A job fair at the Argyll Centre in Edmonton seeking 500 workers to help rebuild Fort McMurray attracts more than 1,000 applicants.

Alberta Health Services said a total of 105 evacuees at Northlands have shows symptoms of a gastrointestinal virus.

A Fort McMurray man charged with breaking into two homes after the municipality was evacuated appears in an Edmonton courtroom.

Wednesday, May 11

People who fled Fort McMurray can begin collecting emergency funding this afternoon from the Alberta government and Red Cross. Evacuees can collect $1,250 plus $500 for each child from distribution centres in Edmonton, Lac La Biche, and Calgary.

The Red Cross, which has raised $67 million to aid evacuees, will send electronic transfers of $600 for each adult and $300 for each child registered with the organization within the next two days.

The Regional Municipality of Wood Buffalo holds a council meeting in Edmonton city council chambers — its first meeting since the fire.

Thursday, May 12

About 17,000 people from Fort McMurray lined up to collect $15 million in government relief cheques Wednesday, the municipal affairs minister said Thursday.

Environment Canada issued air quality advisories for Edmonton, St.
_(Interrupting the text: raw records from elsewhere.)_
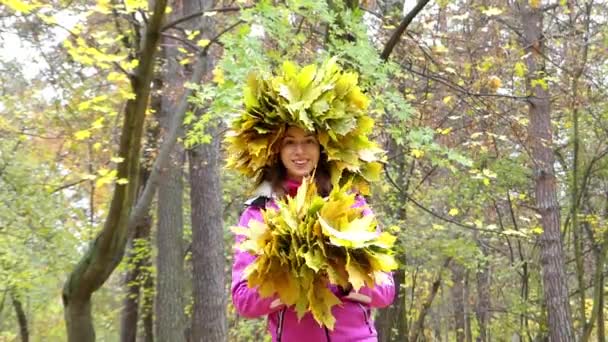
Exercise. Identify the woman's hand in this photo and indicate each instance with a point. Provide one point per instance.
(275, 303)
(357, 297)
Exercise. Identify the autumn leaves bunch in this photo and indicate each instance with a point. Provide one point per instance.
(324, 99)
(311, 242)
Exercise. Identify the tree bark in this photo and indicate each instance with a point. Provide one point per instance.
(540, 139)
(483, 303)
(208, 261)
(417, 327)
(132, 282)
(169, 303)
(21, 318)
(458, 301)
(107, 250)
(209, 316)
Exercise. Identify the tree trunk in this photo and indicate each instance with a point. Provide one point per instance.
(107, 250)
(148, 303)
(458, 300)
(132, 282)
(483, 303)
(21, 318)
(467, 314)
(169, 303)
(209, 316)
(208, 260)
(541, 142)
(417, 328)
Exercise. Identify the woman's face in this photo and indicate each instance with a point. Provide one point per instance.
(299, 152)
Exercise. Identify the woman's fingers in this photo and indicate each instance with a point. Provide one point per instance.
(276, 303)
(357, 297)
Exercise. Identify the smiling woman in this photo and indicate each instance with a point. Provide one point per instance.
(308, 122)
(300, 152)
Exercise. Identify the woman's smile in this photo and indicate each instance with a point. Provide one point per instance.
(300, 152)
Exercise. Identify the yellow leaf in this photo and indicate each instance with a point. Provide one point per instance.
(520, 69)
(440, 48)
(321, 301)
(416, 153)
(444, 131)
(98, 123)
(83, 134)
(19, 6)
(218, 76)
(203, 42)
(492, 11)
(357, 275)
(494, 83)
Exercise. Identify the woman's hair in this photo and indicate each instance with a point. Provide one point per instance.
(276, 175)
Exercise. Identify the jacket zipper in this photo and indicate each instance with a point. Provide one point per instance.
(280, 325)
(365, 317)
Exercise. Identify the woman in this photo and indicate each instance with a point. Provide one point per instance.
(300, 153)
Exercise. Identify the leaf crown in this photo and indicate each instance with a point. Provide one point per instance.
(323, 99)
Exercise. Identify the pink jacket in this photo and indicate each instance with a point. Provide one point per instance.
(353, 319)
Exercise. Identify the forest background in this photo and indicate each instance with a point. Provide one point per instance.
(115, 205)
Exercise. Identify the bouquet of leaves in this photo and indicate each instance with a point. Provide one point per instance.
(310, 242)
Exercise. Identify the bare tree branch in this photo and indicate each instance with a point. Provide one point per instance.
(392, 42)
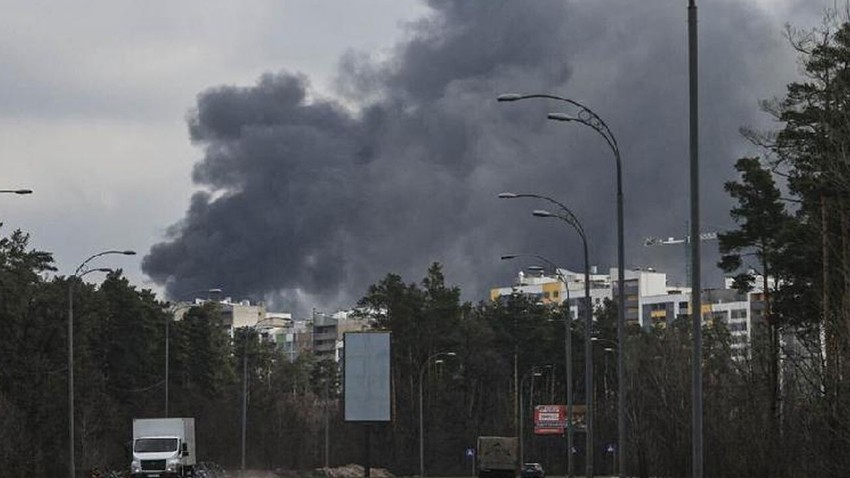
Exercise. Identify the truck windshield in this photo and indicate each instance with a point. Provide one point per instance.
(154, 445)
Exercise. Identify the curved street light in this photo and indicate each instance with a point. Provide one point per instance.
(571, 219)
(171, 311)
(587, 117)
(421, 419)
(568, 352)
(81, 271)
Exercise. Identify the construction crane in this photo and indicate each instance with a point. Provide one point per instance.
(672, 241)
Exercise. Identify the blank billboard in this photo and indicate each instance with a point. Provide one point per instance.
(367, 376)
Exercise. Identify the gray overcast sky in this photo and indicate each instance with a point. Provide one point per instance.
(95, 97)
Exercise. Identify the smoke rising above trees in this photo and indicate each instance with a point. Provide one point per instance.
(306, 198)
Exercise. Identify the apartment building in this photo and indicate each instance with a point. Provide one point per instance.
(329, 330)
(650, 302)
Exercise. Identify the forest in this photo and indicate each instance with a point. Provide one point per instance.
(777, 411)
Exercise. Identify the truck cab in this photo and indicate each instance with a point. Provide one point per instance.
(163, 448)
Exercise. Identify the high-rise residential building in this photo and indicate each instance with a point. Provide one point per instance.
(329, 330)
(650, 302)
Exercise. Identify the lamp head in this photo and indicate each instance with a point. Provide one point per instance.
(560, 117)
(509, 97)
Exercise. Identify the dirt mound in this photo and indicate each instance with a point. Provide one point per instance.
(352, 471)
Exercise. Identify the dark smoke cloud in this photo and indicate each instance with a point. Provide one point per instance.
(307, 200)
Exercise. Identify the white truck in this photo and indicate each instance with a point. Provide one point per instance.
(498, 457)
(163, 447)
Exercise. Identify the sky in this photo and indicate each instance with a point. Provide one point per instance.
(297, 151)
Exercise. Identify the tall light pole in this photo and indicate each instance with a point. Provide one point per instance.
(252, 328)
(587, 117)
(696, 298)
(168, 318)
(79, 273)
(421, 414)
(570, 219)
(567, 216)
(568, 353)
(534, 371)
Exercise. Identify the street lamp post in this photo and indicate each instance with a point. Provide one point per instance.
(696, 298)
(568, 355)
(253, 328)
(571, 219)
(171, 312)
(587, 117)
(421, 415)
(534, 371)
(608, 347)
(79, 273)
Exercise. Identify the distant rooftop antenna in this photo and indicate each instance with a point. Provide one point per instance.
(672, 241)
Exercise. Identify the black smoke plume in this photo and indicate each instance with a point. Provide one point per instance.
(307, 200)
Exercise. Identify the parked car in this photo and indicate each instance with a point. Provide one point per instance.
(532, 470)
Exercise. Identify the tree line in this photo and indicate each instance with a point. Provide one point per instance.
(778, 410)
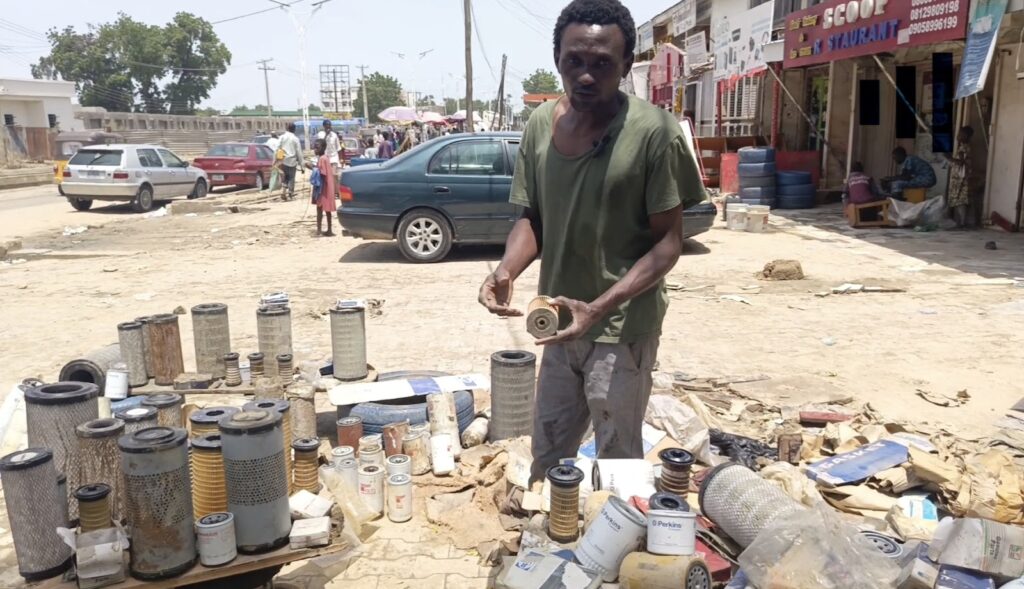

Albert, and Sherwood Park as smoke from the 241,000-hectare fire billowed south.

New numbers from government enumerated 2,432 structures destroyed by fire, 530 damaged, and 25,000 are still standing.

Hundreds of workers were in Fort McMurray reconnecting gas and electricity to homes, performing insurance estimates, bringing the hospital back into working order, and providing mental and medical health services to people working in the municipality.

Alberta Health Services set up a mobile hospital.

Friday, May 13

Prime Minister Justin Trudeau visits Fort McMurray, where he meets with the fire chief, the premier, and emergency workers. He later flew to Edmonton.